Lately, as I struggle yet again with a lingering resentment for a part of my extended family, and as I work long days, I am reminded of the opportunities for gratitude in everything that I do. Today at my real job, I had the opportunity to have a wonderful conversation with my lady boss, a woman I’ve come to respect and admire for both her spirit but also her ability to keep everything together in the face of immense pressure. She’s funny, strong, and intelligent: all things that I aspire to be.

After that, at my night gig shelling out ice cream, I was grumpy because a couple came in and made fun of the way I said “food laws” by way of an attempt to explain why we no longer offer a certain product. Excuse me if I get offended because you find my use of “food laws” so immensely entertaining that you need to say it eighteen times. I’m exhausted, annoyed, and perfectly capable of using correct language, but sometimes it doesn’t happen. “I misspoke,” I said simply, glaring at them, hurt and embarrassed. I swear, “cross-contamination” and “regulations” are words that do exist in my vocabulary, even if I’m not always capable of injecting them into conversation. I was determined to let it bother me all night, holding onto my repressed rage at the indignation I felt.

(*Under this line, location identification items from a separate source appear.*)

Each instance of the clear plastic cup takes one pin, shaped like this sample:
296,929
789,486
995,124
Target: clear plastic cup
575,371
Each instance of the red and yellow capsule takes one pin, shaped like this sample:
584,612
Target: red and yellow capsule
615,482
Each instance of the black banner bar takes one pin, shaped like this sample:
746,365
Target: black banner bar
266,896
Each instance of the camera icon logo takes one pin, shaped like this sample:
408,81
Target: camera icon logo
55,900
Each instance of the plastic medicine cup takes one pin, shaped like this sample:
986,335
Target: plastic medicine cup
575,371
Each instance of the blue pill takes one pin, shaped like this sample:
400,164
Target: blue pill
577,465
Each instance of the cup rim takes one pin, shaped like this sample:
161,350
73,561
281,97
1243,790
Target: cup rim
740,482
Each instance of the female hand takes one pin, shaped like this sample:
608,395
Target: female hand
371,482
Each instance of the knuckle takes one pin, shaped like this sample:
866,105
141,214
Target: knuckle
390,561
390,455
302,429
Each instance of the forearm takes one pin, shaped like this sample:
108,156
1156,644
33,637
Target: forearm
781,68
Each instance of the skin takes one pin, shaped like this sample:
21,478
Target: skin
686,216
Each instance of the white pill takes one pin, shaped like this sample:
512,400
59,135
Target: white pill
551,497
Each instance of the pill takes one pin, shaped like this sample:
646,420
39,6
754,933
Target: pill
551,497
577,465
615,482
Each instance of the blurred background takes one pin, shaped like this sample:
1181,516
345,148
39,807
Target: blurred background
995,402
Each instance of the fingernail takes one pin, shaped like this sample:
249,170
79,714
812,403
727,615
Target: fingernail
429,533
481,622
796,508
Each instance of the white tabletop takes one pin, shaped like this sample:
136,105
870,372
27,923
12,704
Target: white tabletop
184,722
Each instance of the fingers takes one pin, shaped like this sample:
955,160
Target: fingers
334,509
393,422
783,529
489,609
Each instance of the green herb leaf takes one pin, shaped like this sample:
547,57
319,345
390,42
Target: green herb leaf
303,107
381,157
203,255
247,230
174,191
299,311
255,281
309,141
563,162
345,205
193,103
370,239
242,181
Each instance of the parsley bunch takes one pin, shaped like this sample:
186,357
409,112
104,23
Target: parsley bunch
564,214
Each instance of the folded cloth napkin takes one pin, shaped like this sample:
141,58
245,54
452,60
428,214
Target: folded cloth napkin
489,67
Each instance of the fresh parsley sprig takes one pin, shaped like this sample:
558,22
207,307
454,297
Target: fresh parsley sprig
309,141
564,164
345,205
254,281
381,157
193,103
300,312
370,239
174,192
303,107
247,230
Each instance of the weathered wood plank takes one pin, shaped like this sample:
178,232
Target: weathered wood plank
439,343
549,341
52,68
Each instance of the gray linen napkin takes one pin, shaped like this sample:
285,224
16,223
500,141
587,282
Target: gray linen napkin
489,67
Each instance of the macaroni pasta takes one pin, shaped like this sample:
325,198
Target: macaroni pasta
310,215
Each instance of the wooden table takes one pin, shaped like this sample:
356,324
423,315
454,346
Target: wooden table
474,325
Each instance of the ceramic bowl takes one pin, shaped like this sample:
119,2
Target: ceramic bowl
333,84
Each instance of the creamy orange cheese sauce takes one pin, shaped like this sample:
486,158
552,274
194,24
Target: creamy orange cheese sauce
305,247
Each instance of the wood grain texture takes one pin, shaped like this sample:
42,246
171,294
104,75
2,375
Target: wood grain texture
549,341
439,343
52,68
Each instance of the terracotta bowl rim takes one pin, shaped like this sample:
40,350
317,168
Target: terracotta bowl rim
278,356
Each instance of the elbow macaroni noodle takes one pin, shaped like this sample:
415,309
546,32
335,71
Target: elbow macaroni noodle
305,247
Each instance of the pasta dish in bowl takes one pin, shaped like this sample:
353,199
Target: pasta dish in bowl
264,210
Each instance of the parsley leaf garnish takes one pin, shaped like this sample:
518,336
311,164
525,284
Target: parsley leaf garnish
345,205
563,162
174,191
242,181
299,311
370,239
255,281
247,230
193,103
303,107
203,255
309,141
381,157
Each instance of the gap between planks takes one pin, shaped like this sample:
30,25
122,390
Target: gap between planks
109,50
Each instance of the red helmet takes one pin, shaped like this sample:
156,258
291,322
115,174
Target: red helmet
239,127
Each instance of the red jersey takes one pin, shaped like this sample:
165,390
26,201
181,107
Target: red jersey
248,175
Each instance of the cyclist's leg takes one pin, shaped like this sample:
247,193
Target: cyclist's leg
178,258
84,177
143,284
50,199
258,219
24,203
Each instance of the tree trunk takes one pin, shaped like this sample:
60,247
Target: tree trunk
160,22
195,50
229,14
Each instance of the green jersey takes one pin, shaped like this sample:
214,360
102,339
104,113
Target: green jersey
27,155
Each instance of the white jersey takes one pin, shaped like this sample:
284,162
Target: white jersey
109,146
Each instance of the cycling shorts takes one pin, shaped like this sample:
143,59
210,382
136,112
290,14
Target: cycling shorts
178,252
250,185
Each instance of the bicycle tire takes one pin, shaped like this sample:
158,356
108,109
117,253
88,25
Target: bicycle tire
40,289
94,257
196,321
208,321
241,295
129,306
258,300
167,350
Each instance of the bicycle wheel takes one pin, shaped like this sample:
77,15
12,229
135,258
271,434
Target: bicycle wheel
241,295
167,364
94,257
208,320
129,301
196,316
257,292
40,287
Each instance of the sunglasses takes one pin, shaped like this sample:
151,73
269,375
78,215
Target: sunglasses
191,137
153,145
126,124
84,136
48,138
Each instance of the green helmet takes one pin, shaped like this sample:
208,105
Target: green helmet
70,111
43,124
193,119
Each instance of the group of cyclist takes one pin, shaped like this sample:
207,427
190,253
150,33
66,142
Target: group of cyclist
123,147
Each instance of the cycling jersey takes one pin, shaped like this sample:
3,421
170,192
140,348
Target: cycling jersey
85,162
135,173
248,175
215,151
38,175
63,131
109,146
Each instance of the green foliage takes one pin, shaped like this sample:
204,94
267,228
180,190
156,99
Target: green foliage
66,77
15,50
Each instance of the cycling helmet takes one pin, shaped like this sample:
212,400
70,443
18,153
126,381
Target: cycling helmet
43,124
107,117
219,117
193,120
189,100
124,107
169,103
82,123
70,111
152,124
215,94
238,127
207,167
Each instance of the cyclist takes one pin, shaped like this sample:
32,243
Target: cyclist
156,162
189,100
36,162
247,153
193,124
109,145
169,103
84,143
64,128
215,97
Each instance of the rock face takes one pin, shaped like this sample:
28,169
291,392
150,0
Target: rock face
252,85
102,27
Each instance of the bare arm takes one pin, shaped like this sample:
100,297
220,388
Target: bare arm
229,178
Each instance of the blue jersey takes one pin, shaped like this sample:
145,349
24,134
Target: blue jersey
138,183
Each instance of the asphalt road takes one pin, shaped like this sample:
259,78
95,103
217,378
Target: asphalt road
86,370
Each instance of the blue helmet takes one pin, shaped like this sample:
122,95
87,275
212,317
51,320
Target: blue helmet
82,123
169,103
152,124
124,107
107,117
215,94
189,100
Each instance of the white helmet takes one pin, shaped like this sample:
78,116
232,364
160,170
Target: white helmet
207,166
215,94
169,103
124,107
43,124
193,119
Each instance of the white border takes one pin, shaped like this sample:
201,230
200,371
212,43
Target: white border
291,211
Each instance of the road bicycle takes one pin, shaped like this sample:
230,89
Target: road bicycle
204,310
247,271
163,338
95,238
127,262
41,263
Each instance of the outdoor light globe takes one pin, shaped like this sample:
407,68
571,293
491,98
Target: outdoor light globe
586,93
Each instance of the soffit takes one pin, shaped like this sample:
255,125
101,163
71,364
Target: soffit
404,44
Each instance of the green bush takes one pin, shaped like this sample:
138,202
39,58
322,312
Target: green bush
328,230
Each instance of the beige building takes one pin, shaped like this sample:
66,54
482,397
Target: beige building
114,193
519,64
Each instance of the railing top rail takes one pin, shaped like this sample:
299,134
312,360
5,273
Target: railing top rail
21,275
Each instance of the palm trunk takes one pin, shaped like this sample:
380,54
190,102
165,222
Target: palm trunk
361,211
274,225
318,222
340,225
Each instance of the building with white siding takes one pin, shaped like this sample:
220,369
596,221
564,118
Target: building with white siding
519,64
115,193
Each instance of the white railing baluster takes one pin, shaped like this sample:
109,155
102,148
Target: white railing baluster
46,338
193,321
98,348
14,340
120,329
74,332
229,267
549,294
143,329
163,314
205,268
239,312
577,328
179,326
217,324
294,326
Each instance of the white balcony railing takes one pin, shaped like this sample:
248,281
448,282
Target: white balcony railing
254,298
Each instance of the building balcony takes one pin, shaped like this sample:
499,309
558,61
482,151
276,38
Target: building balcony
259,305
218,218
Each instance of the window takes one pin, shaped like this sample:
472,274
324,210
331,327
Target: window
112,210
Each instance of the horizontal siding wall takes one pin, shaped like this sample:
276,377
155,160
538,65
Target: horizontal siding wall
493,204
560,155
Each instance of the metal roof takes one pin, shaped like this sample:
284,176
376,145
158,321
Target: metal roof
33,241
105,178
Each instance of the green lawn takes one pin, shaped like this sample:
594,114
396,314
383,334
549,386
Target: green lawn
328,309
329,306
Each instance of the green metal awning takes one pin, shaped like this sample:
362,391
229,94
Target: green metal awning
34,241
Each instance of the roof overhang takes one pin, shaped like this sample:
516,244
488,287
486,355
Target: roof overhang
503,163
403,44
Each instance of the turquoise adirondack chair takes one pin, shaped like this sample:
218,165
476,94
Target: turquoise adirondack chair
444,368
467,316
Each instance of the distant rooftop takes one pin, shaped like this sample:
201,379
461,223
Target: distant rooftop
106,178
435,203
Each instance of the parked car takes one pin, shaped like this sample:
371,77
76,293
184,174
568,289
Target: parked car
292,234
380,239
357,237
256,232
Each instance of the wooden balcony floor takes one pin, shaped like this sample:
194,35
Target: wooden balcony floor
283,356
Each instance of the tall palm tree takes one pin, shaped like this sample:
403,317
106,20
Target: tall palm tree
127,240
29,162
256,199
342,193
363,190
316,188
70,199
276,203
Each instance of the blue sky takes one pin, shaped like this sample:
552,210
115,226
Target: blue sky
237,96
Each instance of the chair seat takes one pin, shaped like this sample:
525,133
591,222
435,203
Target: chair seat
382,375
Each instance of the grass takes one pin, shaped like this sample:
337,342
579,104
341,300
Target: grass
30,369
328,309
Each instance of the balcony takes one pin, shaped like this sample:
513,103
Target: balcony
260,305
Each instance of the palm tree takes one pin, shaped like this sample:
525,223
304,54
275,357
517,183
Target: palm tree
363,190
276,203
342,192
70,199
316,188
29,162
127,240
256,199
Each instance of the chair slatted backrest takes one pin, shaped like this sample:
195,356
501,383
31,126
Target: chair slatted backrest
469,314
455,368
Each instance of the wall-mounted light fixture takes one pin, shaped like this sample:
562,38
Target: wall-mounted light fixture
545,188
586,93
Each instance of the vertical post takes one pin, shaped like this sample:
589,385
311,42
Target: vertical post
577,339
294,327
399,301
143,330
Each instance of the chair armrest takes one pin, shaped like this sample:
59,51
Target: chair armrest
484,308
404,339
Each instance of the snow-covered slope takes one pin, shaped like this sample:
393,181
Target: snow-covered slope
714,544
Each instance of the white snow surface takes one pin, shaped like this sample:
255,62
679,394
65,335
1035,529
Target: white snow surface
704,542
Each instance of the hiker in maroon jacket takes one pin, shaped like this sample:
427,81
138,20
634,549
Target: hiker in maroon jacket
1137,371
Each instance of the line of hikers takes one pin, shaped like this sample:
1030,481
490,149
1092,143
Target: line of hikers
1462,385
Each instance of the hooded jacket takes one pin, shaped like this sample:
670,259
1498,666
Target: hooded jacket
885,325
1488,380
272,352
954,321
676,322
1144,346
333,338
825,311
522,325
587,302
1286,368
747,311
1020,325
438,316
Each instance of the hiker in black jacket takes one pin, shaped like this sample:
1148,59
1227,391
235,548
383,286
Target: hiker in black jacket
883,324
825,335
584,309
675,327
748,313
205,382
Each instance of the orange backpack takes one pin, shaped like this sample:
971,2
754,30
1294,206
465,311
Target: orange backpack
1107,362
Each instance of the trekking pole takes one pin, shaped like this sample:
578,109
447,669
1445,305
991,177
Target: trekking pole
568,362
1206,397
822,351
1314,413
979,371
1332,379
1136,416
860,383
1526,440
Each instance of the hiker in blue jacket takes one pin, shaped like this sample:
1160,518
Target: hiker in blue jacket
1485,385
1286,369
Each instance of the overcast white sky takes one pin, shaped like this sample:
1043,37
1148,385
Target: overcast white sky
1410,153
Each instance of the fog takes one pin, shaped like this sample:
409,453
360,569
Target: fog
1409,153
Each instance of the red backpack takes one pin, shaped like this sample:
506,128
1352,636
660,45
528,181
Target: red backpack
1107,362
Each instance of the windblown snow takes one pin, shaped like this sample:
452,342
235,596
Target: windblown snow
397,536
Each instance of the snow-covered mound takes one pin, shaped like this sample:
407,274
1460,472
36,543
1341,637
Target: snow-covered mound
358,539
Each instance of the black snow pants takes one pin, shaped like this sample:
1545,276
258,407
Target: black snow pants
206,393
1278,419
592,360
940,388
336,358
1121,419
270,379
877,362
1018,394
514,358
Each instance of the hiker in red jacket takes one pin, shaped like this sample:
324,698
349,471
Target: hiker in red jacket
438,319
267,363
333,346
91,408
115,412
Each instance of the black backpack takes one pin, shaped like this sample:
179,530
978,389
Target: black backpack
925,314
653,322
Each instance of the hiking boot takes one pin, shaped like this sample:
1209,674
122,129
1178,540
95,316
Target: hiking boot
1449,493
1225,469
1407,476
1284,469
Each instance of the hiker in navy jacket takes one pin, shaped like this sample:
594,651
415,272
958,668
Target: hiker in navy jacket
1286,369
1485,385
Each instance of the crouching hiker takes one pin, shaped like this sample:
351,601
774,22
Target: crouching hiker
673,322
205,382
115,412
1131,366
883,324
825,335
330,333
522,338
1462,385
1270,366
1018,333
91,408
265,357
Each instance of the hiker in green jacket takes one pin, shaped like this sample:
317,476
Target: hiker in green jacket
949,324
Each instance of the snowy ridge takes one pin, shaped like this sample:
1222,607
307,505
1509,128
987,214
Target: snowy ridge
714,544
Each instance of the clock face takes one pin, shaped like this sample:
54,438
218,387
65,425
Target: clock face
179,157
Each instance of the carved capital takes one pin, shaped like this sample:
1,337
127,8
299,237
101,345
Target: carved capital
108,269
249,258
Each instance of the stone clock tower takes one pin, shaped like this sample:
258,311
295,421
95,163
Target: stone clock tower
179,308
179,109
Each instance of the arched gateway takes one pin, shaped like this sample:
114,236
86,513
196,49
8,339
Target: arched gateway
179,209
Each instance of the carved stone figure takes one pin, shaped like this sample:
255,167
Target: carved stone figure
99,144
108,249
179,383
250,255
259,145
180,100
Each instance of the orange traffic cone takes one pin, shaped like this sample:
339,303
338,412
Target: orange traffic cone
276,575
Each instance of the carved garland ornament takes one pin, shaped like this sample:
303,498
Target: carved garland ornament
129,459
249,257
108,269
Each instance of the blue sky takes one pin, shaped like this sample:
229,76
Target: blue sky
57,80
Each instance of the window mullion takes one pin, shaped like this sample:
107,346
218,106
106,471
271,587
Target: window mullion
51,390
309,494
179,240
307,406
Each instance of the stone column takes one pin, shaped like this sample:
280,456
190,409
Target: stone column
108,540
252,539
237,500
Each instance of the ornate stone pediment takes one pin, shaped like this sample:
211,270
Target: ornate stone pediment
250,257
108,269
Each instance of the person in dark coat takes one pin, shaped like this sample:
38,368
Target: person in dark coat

But of course, life had other plans and I was treated to some of my absolute favorite customers. A mother and her son came in and told me that they were delighted to see my face behind the counter. A father and his son came in – they were in for ice cream last night so I made a quip and we discussed our own personal limits for enduring Journey songs on the radio. Another guy came in who knows my boss, and so we talked about the neighborhood and the church and parking tickets. Yesterday, I had a conversation about the American habit of rushing through eating, and the idea of savoring a meal and appreciating the experience. These are all totally strange conversations, but they’re the kind of conversations that I want to be having. They show me so much about people.

These are the moments when I’m reminded why it’s so important to forge wonderful bonds with people, even if those interactions are infrequent, or based solely on introduction to free Blizzard punch cards. The people who may have the most profound impact on you are the people you may know the least, and that’s why it’s so important to present your best self at all times – not your best fake self, but you, entirely. The people who came in tonight revived my spirit and my mood. They have no idea they had that affect, of course, but I can only hope that I did something similar for them.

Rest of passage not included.